Von Hülya Özkan-Bellut
Es ist keine Geschichte, die ich mir ausgedacht habe, sie ist hier passiert, mitten unter uns, in Deutschland", schreibt die Autorin, gleich zu Beginn ihres Buches. Es handelt von Aliyah und anderen jungen Frauen und ihren konservativ- muslimischen Familien, von einem Milieu, in dem das Individuum wenig zählt, der Clan jeden Bereich des Lebens kontrolliert und ihnen die Luft zum Atmen nimmt. Eigentlich gibt es kein Entrinnen aus dieser Umklammerung, denn wer ausbricht, beschmutzt die Ehre der Familie.

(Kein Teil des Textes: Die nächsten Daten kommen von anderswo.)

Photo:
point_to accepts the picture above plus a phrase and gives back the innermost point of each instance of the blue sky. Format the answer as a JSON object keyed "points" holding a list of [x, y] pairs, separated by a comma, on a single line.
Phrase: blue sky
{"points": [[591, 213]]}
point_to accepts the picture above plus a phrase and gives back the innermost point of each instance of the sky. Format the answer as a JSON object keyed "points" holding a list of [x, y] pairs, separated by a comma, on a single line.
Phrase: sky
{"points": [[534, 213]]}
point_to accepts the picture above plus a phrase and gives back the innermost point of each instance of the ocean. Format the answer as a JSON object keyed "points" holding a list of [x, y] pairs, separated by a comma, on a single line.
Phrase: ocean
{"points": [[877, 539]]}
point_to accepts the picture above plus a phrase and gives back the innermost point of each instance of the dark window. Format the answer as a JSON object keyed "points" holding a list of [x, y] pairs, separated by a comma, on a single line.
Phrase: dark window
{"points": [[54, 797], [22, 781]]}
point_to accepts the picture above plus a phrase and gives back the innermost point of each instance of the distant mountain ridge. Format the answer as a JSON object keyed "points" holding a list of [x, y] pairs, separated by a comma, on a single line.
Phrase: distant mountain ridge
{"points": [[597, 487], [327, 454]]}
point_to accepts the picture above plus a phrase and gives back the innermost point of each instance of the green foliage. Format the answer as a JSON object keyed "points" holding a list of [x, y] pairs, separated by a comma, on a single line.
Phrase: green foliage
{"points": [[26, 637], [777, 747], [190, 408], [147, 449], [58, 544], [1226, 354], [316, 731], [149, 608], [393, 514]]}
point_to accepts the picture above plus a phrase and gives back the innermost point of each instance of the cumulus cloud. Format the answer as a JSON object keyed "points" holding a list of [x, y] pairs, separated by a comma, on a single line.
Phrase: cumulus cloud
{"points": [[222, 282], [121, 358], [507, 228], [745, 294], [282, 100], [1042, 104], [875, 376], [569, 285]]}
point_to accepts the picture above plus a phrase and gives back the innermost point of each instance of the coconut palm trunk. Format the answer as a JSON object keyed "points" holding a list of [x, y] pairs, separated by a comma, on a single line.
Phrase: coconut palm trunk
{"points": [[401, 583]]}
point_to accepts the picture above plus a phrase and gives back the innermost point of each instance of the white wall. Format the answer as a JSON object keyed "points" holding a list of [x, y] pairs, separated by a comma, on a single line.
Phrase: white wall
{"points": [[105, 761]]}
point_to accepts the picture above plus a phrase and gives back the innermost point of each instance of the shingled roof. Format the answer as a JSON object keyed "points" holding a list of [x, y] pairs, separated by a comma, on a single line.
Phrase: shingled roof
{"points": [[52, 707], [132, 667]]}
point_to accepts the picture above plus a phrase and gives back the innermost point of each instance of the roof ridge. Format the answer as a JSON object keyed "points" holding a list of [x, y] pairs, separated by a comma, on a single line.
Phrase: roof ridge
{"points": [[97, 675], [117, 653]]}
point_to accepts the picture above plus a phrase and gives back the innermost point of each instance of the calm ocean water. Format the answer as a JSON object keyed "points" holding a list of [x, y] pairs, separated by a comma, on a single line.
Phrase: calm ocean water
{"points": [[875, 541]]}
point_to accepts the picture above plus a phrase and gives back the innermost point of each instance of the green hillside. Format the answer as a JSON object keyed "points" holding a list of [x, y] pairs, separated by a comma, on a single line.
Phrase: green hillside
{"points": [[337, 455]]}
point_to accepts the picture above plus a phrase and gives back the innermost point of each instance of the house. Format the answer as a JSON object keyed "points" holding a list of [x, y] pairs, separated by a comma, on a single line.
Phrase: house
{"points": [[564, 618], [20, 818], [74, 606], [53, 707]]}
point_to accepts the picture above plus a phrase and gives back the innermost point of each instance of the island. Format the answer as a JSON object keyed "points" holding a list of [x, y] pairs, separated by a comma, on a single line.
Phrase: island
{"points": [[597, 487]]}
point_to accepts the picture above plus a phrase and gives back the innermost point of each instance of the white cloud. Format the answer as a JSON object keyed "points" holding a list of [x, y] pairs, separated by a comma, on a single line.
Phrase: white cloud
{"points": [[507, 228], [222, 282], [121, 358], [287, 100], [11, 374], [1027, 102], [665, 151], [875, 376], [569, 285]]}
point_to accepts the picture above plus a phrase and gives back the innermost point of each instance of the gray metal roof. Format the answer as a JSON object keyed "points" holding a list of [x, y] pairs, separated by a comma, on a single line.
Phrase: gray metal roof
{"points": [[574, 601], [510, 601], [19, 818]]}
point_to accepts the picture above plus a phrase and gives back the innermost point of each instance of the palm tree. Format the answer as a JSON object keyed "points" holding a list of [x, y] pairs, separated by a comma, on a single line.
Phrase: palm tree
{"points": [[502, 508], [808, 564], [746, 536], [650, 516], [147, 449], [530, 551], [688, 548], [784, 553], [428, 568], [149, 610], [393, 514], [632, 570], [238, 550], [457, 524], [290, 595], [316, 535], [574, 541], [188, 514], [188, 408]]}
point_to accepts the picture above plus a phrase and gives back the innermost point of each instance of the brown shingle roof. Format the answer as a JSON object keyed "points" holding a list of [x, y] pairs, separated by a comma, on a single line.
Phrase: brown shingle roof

Nur wer viel Mut aufbringt, kann alles hinter sich lassen, so wie Aliyah, die beschließt, vor ihrem kurdischen Clan zu flüchten, und zwar mit ihrem Freund Dimi, einem jungen Griechen. Fortan ist sie die Gejagte, in ständiger Angst, sie könnte einem "Ehrenmord" zum Opfer fallen oder "zwangsverheiratet" werden. Das scheint in diesen Kreisen wie eine archaische Gesetzmäßigkeit: Junge Frauen werden, bevor sie ihren eigenen Traditionen abschwören, sprich: "zu deutsch" werden, schnell verheiratet, vorzugsweise an den Cousin. Dabei sind sie in Deutschland geboren und aufgewachsen, doch das will nichts heißen.
In Güner Yasemin Balcis neuestem Buch spürt man förmlich die beklemmende Atmosphäre dieser "geschlossenen Gesellschaft". Schon im Vorwort, das den Inhalt des Buches vorwegnimmt, beschreibt die Autorin ein düsteres Bild: "Frauen gelten als Besitz der Familie, ihre Jungfräulichkeit ist Allgemeingut, das jeder bewachen darf, es steht für die Ehre einer Sippe. Es ist vor allem dieses konservativ-muslimische Frauenbild, das Frauen den Männern unterordnet und ihren Körper dermaßen sexualisiert, dass nur noch züchtige Kleidung, ein keusches Kopftuch, ein stark eingeschränkter Bewegungsradius, ein gesenkter Blick und ständige Kontrolle sie angeblich davor bewahren können, an der nächsten Ecke vom erstbesten Mann flachgelegt zu werden - es ist ein zerstörerisches, krankes Frauenbild." Balci will diesen Teufelskreis von Tradition und Religion, der die Integration behindert, nicht hinnehmen, und geht hart ins Gericht mit all jenen, die sich abgrenzen, sich nicht an die deutschen Lebensregeln halten.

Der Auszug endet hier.